Coming out of Beaverton High School, what kind of career did you envision? Who did you read for fun in high school and college? I was probably more interested in football than in any future career goals, but I definitely remember my parents talking about how it can be more rewarding to do something that makes the world better rather than just something that pays a lot of money. My favorite Oregon author is probably Ken Kesey.

Sometimes a Great Notion, or Cuckoo’s NestCuckoo’s Nest, definitely. I love the way the story is told from the Chief’s point of view. The more obvious approach would have been to tell it from McMurphy’s point of view. 

NOTE: One Flew Over the Cuckoo’s Nest is the story of a man witnessing abuses inside an insane asylum, and his inability to stop them. 

Do you and the senator feel active push-back from the intelligence community?
I won’t speak for anyone besides myself, but the people I know at different intelligence agencies are an incredibly dedicated and hard-working bunch. It’s important to listen to them and get an understanding of how different policy decisions would impact their agencies, but I don’t think it’s fair to ask them to make the overarching policy decisions themselves. Deciding things like what the rules for protecting Americans’ privacy should be, or how to balance the benefits of secrecy with the public’s right to know, is a job for elected policy makers.

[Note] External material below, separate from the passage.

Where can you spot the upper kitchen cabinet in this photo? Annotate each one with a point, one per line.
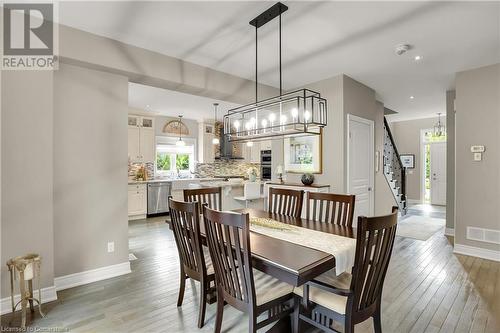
(265, 145)
(206, 150)
(141, 138)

NOTE:  Last year, it was revealed that the CIA hacked computers used by Senate staffers working on the select committee’s report on the agency’s interrogation practices. Before those incidents became public, Wyden used a public hearing to ask CIA Director John Brennan if federal anti-hacking laws applied to his agency. (Brennan demurred, first in person, then in a somewhat equivocal written response.) Wyden has also repeatedly cited the episode in his public criticism of what he has called the CIA’s “culture of misinformation.” Wyden often pushed for more civil liberties protections during debates over the Patriot Act and government surveillance. For example, Wyden called the collection of bulk phone records “intrusive” in 2013.

Is Congress doing its job on this front? Public discussions about surveillance policy are a healthy thing for our country. When I talk to friends and family in Oregon, they don’t expect to know every detail about how the intelligence agencies operate, but they do expect those agencies to follow rules that the public can understand. And debates in Congress can do a lot to ensure that our government gets those rules right. 

NOTE: The Snowden revelations seem to have significantly altered the “debates in Congress” to which Dickas refers. Those fighting for more government transparency, like Wyden, had to wait nearly a decade for their views to attract significant support. In the debate this spring over the Patriot Act’s reauthorization, both Democrats and Republicans united around revisions to curtail the surveillance and data collection tactics Wyden has criticized. Wyden called the resulting USA Freedom Act “the most significant victory for Americans’ privacy rights in more than a decade.”

Will your work change with the Democrats in the minority? Senate rules usually require a pretty broad consensus to get anything significant done, so the minority still matters a lot. I expect that most of the big debates that were going on in 2014 are going to continue into 2015. Ron’s definitely a senator who stands on his principles regardless of the issue. Working on intelligence policy for him means you’re often in the minority in one way or another.